Грохот взлетающего самолета со свистом проносится над нами, отбрасывая мне волосы на лицо. Я смотрю, как самолет набирает высоту, а его пассажиры отчетливо видны сквозь крошечные круглые окна, и гадаю, куда они летят, что делают.

— Думаю, что Австралия больше не кажется такой уж хорошей идеей, — говорит Ной.

— О, почему?

Ной берет мое лицо в ладони, притягивает к себе и прижимается губами к моим губам.

— Потому что мне еще не достаточно этого, и я определенно не могу найти это в Австралии. — Он снова нежно целует меня.

Горячий воздух кружится вокруг нас, когда над нами пролетает еще один самолет. Этот поцелуй как обещание того, что я никогда не найду никого, похожего на него, даже если обыщу весь мир.

Ной высаживает меня у дома уже за полночь, поцеловав на прощание. Эта блаженная эйфория того, как все могло бы быть, жужжит во мне, как электрический ток, но это чувство счастья гаснет, как спичка, как только я вхожу внутрь и вижу папу, сидящего на диване с открытым альбомом фотографий на коленях и с опухшими от слез глазами. Реальность обрушивается на меня, заставляя казаться такими незначительными наблюдение за взлетающими самолетами и украденные поцелуи.

— Пап, — шепчу я, прежде чем сесть на диван рядом с ним. Обнимаю его и кладу голову ему на плечо, вдыхая запах лосьона после бритья Polo, который всегда напоминает мне о нем.

— Прости, — выдыхает он. — Я просто... — Он сглатывает, глядя на страницу с фотографией меня, мамы и Бо, раскладывающих печенье для Санты. — Я просто не понимаю, как можно потерять человека, который так много для тебя значит. — У него перехватывает дыхание.

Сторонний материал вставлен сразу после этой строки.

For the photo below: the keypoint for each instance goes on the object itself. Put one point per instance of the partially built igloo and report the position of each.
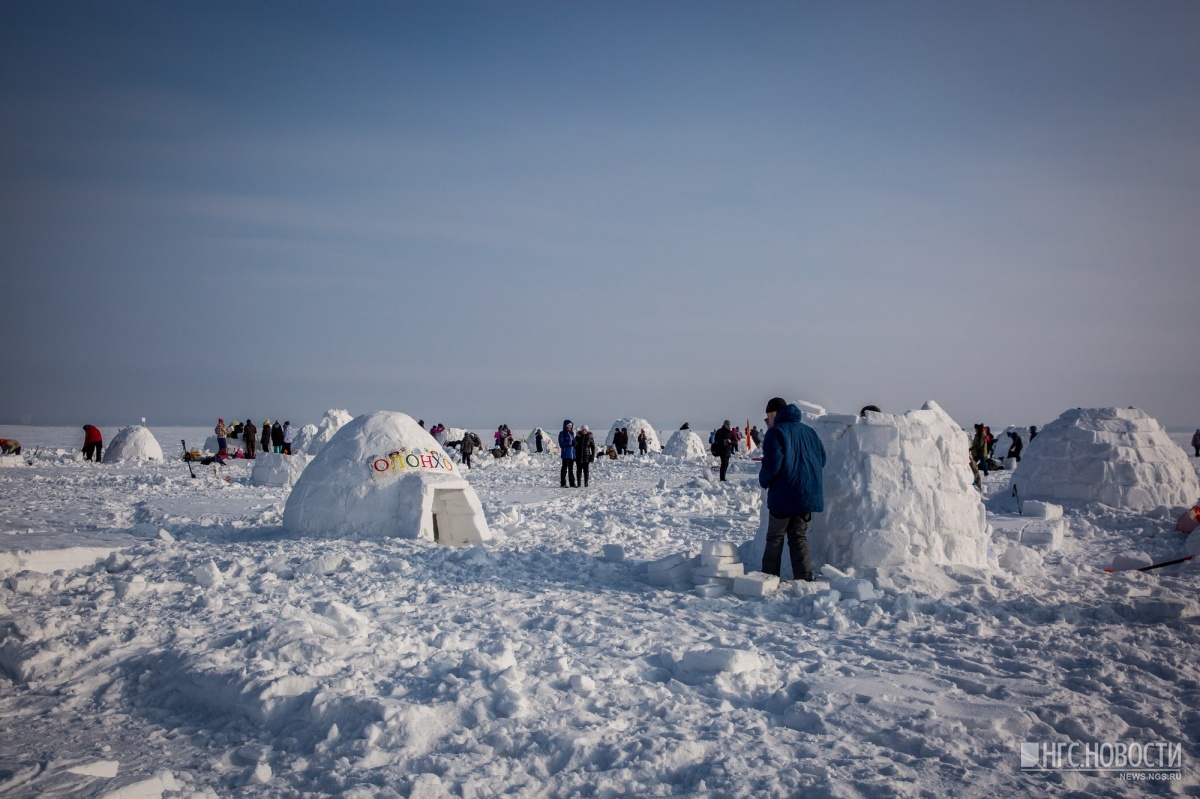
(383, 475)
(688, 445)
(898, 493)
(312, 438)
(133, 443)
(1120, 457)
(635, 425)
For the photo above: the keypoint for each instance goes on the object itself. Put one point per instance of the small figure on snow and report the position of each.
(792, 463)
(567, 450)
(250, 434)
(585, 454)
(93, 443)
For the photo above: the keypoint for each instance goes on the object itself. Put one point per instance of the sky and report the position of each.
(484, 212)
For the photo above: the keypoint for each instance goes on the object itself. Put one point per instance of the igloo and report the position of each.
(383, 475)
(549, 442)
(1115, 456)
(898, 492)
(279, 469)
(312, 438)
(133, 443)
(688, 445)
(635, 425)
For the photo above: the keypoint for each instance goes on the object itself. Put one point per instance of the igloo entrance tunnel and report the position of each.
(382, 475)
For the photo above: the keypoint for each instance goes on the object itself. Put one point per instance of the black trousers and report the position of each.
(796, 529)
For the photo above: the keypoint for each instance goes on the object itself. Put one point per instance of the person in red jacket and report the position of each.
(93, 442)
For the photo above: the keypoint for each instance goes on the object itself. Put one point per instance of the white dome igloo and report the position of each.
(133, 443)
(635, 425)
(898, 492)
(688, 445)
(383, 475)
(1114, 456)
(312, 438)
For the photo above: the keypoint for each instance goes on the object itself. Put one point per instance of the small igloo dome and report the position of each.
(549, 442)
(1115, 456)
(133, 443)
(688, 445)
(312, 438)
(383, 475)
(635, 425)
(898, 492)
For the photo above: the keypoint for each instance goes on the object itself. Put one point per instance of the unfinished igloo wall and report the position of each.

Это ужасное чувство, когда кому-то, кого ты любишь, больно, и ты знаешь, что ничего не можешь сделать, чтобы все исправить. Поэтому вместо того, чтобы солгать и сказать ему, что все будет хорошо, я молчу.

— Она просто такой хороший человек, и я не… — Папа переводит дыхание. — Я не понимаю, почему.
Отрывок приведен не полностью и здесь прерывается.